Lesson #1 (for the 100th time):  Don’t make assumptions.  Trust but verify.

So, two weeks ago, they started sprinting.  As you can imagine, it was a solid, foundational learning experience.  Planning was done(ish).  They had been instructed to use Scrumban.  Admittedly, I am far from an expert in Kanban and know even less about Scrumban so I wasn’t certain about how to go about helping this team.  I went to do some on-line research and consulted with some coaches I trust.  I learned that attempting a hybrid from the get-go might not be a good idea, but a committed team could work through it.  I crossed my fingers and hoped they knew what the heck they were doing.

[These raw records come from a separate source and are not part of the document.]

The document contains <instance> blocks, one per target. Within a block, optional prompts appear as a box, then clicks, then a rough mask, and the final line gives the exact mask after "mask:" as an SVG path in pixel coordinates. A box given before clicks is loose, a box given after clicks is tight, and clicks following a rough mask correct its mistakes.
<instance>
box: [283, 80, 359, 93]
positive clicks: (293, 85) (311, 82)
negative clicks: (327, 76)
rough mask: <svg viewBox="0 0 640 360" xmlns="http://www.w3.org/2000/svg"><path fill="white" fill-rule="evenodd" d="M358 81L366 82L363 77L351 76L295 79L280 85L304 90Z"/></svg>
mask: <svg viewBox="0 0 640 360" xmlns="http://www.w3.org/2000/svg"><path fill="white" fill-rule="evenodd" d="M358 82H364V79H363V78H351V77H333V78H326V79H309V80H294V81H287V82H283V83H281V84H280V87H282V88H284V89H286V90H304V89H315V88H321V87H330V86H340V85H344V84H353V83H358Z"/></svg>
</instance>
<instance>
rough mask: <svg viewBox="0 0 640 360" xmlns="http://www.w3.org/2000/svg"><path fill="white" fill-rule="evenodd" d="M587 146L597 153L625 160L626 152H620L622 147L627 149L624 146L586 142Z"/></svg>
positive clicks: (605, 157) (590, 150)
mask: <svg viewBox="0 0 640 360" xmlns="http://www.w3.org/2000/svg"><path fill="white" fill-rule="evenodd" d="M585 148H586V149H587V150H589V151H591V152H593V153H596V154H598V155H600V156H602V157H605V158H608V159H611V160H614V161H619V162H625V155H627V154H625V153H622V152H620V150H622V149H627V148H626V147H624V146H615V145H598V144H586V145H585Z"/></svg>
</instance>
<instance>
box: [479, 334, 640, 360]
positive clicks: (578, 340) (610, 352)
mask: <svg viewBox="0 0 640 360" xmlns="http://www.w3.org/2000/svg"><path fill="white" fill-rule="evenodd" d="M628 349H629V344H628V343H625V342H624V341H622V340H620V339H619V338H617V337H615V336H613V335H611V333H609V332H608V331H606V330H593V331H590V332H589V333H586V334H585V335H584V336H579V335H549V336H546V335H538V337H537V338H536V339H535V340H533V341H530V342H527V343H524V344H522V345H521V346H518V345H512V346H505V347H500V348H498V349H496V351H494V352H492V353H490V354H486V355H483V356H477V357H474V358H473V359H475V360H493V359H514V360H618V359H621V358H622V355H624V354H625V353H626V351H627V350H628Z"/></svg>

Lesson #2:  Sometimes, you risk losing an excited team by not trusting your gut.

It was really hard – for them and for me.  I found myself at a loss for what to do and they were clearly very frustrated with the process as was I.  Back to consulting with trusted coaches who advised me to take them back to Scrum or Kanban.  Based on what I read about Kanban and not having the experience with it, I opted for Scrum both as a better fit for them and for me.

Lesson #3:  Building a solid foundation on top of a crappy one isn’t ideal.

I worked with the necessary people to get a full day away from the work to invest in some training and establish a foundation.  Yesterday was the day.  First question out of the gate after the goals, agenda and we’re going back to Scrum intro….. “Doesn’t the team decide?”.  Yes.  Yes they do.  Once a team has been presented with what each framework offers and can make an informed choice, they can certainly choose.  This team didn’t choose Scrumban, it was prescribed.  I wasn’t allowing them to choose Scrum either.

Lesson #4:  Trusting yourself and others takes guts.

We worked through the agenda.  A background on Agile.  Review of Scrum.  High-performing teams.  Story writing.  We powered through.  I powered through.  I was tested at every turn.  At the end of the day I was exhausted, frustrated and, frankly, a little beaten.  This morning, I wasn’t looking forward to going in to work.  Here’s what happened:

  • A team member watching me slog through getting all the stories and tasks into the spreadsheet and up on the board offered to learn how to do it and them completed the last 25% of it for me.  Bless her.
  • A team member put a large post-it on the wall for people to share their “Bold” Agile actions.
  • Another team member put a different one up for members to share how they were “fertilizing their roots”.  We did a review of the high-performance tree in Lyssa Adkins amazing book “Coaching Agile Teams”.  (LOVE that book)
  • The team was positively chatty today.  Generally, they’re all clammed up and it’s stifling.

Lesson #5:  Being challenged is a good thing.  It makes you give it your all.

On to more learning now and if someone can please tell me more about Scrumban, I would really appreciate it.

Final Lesson (for this week):  Don’t start without the foundation.  This applies to teams or to Scrum Masters with a new methodology.